The value of the nation’s currency, the Argentine peso, continues to rapidly lose value against the U.S. dollar, breaking the historical record of 411-423 pesos for a single dollar last week. The Argentine government attempted to ease the demise of its currency by maintaining a convoluted multi-tier currency exchange system that now features over fifteen different types of exchange rates, some of which have specific uses, such as the “Soy Dollar,” a preferential exchange rate only available to soy exports.

Fernández’s presidency has made the South American nation increasingly dependent on China. Argentina, which officially joined China’s predatory debt trap Belt and Road Initiative program in February 2022, has received at least $111.8 billion in Chinese “rescue” funds as of 2021, according to a report published in March.

After Fernández met with Chinese dictator Xi Jinping in November, China provided Argentina’s Central Bank with a $5 billion currency swap deal to boost its dwindling foreign reserves.
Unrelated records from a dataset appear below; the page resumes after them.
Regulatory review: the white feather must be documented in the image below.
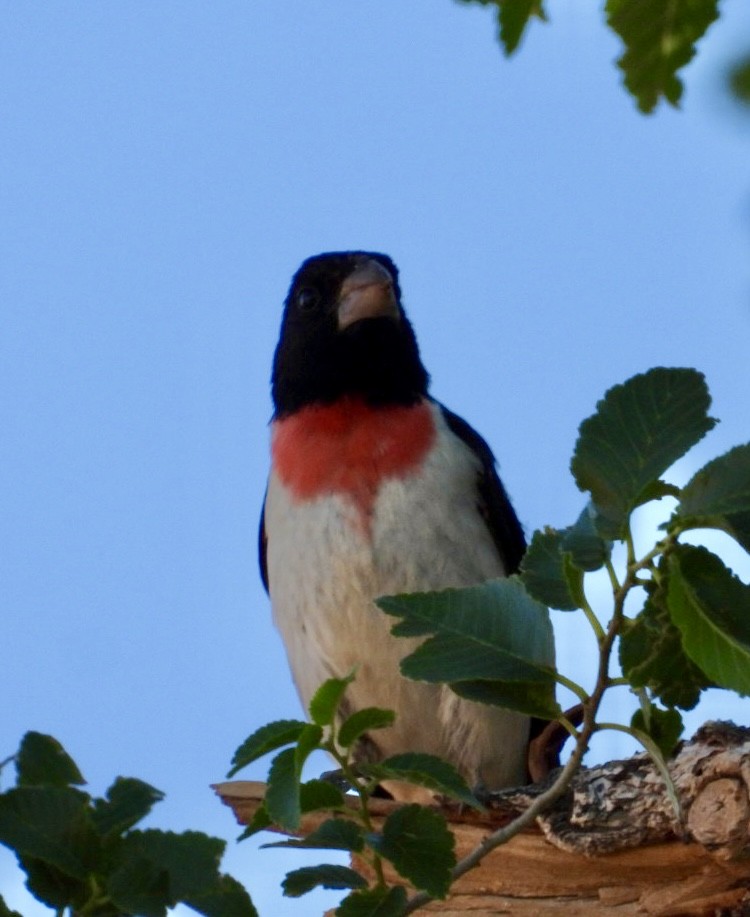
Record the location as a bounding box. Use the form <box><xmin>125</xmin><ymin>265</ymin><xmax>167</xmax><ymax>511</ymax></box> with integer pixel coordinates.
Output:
<box><xmin>265</xmin><ymin>405</ymin><xmax>544</xmax><ymax>788</ymax></box>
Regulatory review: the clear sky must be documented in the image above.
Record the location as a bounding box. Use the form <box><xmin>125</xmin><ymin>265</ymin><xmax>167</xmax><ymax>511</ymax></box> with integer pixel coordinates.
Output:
<box><xmin>0</xmin><ymin>0</ymin><xmax>750</xmax><ymax>917</ymax></box>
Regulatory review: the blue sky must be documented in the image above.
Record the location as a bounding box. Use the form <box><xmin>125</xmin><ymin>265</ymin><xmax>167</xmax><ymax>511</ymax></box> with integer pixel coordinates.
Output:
<box><xmin>0</xmin><ymin>0</ymin><xmax>750</xmax><ymax>917</ymax></box>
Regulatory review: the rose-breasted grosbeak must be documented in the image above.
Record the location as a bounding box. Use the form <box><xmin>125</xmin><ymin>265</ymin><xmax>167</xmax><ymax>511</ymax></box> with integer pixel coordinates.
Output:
<box><xmin>260</xmin><ymin>251</ymin><xmax>551</xmax><ymax>789</ymax></box>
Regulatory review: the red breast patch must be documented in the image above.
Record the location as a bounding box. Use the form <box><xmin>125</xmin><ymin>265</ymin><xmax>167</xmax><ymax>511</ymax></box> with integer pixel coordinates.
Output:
<box><xmin>271</xmin><ymin>398</ymin><xmax>435</xmax><ymax>528</ymax></box>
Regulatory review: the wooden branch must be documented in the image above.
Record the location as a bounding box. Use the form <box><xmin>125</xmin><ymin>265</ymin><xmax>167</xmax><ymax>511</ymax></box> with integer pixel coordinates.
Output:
<box><xmin>216</xmin><ymin>723</ymin><xmax>750</xmax><ymax>917</ymax></box>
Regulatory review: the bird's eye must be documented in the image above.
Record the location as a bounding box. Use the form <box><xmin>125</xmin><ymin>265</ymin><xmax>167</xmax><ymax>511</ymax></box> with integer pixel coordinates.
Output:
<box><xmin>297</xmin><ymin>287</ymin><xmax>320</xmax><ymax>312</ymax></box>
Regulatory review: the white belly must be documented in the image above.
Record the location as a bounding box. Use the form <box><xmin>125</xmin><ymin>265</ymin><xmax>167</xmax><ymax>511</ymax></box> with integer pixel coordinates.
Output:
<box><xmin>265</xmin><ymin>416</ymin><xmax>528</xmax><ymax>788</ymax></box>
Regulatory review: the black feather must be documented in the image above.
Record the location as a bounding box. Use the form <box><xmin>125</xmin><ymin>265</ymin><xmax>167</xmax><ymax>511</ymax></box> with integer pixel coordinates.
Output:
<box><xmin>271</xmin><ymin>251</ymin><xmax>429</xmax><ymax>418</ymax></box>
<box><xmin>438</xmin><ymin>402</ymin><xmax>526</xmax><ymax>576</ymax></box>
Fernández and his government’s notoriously pro-China stance has, in turn, allowed China to exert increased pressure on the country, taking advantage of Argentina’s dire situation to take control of its strategic sectors.

Despite being the biggest recipient of Chinese funds by a large margin, Fernández traveled to the United States in March to meet with President Joe Biden, asking him to intercede on behalf of Argentina with international finance organizations as Argentina held talks with the International Monetary Fund to review the terms of its $44 billion debt with the organization.

Fernández’s mishandling of Argentina’s economy has translated into his government reaching the highest level of rejection in the last 17 years, according to a poll carried out by Argentine polling agency Poliarquía. The poll’s results show that the presidential disapproval rating reached 71 percent, with only 16 percent expressing a positive evaluation of the Frente de Todos coalition’s government.